Moving towards a people-centric culture at work

 

Leslie Santos is an executive coach, positive psychologist and Learning & Development (L&D) facilitator. We wanted to know what this trend towards a people-centric culture in the workplace really means and how story is being used to move towards that culture.

As an executive coach and workplace culture expert, what are you seeing as the biggest workplace trends for 2022?

We’re seeing a lot of frustrated and burned out managers who want to better support and lead their teams but who cannot pause to lead strategically. The constant urgency is creating costly mistakes, attrition, over working and is contributing to their languishing and health decline.

We’re also seeing employees demanding a people-centric workplace from senior leaders and when those demands and increasing expectations aren’t met, we’re seeing higher attrition rates that are creating a continual hiring and onboarding deluge for managers.

What does a people-centric workplace or culture mean? What does it look like in practice?

Leslie: A people-centric approach puts people (employees and customers) at the center. This would look like understanding and respecting each employee's perspective, needs and goals. Human-centric leadership focuses first on the person instead of the task to be done. It orients its operations around people. A human centric company believes that when you take care of the people, they will take care of the business. 

Leslie Santos

 
 

In practice it would look like building trust and transparency. Through the social movements over the last five years, dwindling trust has become a growing concern for organizations. Customers and employees are demanding more accountability, responsibility and transparency from companies. 
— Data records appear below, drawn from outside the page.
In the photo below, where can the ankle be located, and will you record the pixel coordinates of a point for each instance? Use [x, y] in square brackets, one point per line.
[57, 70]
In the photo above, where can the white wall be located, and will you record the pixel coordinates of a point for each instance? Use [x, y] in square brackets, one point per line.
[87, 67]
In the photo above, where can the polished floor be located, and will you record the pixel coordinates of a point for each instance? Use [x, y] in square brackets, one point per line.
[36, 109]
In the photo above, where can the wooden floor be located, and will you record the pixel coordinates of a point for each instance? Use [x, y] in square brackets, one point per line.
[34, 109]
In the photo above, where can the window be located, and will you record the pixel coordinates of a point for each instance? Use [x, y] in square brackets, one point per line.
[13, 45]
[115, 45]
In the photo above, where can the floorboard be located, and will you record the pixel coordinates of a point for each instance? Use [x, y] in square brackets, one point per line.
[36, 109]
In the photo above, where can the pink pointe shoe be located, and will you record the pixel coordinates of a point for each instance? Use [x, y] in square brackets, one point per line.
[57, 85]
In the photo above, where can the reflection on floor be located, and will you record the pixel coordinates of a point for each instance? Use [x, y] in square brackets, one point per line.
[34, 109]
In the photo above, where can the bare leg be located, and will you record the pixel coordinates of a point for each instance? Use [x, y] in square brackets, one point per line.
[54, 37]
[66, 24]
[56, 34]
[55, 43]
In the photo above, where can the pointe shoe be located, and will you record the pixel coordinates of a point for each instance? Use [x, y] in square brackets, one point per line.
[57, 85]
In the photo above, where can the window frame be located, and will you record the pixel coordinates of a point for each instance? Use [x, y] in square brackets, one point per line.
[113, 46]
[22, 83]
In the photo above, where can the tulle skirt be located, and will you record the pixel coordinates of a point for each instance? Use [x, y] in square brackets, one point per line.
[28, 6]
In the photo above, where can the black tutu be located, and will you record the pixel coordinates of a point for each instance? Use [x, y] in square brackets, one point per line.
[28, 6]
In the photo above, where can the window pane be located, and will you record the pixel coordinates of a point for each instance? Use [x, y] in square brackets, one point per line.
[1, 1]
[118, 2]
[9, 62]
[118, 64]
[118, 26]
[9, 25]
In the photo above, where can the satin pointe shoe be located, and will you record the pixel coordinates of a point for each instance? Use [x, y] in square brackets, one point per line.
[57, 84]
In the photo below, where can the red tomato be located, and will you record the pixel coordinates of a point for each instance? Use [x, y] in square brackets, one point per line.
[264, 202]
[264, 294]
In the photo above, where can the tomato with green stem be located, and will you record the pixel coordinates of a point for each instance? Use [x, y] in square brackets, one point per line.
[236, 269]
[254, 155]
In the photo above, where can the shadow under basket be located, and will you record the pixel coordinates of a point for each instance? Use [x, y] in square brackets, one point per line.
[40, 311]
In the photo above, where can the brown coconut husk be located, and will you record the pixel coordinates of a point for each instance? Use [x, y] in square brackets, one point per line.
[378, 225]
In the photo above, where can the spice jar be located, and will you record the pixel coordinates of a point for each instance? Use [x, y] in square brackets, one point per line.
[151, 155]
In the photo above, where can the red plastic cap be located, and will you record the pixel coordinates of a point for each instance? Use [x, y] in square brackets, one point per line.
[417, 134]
Practically speaking, a people-centric culture requires the infrastructure (processes, values, budget, roles) that enables greater humanity in the way an organization leads, manages and grows employees.

What is the biggest pain point for employers right now, and how are they addressing it?

Organizations today realize the imperative need to address the employee experience. The rate of burnout and attrition is aggressive and concerning senior leaders. They can no longer ignore the demands of the employees. I’m reminded of the government’s response to the high number of veterans returning from WWI with high rates of depression. A large-scale initiative flooded the mental health industry resulting in the diagnosis of post traumatic stress syndrome. 

In 2020 the pace of disruption, uncertainty, volatility and ambiguity fundamentally shifted the business landscape. Organizations are responding reactively and trying to catch up by implementing a more human-centric approach.

What role does storytelling play in your work with employers and employees?

Every new initiative requires people to change. And change is hard. All change instigates a journey, which looks a lot like a story. When we launch a journey of professional transformation, it can be divided into a five-stage venture scape similar to a story frame. At each stage we deliver stories, spur action, validate the traveler, build bonds and entice people toward the outcome of success. Through story, we compel commitment to do the focused work of change.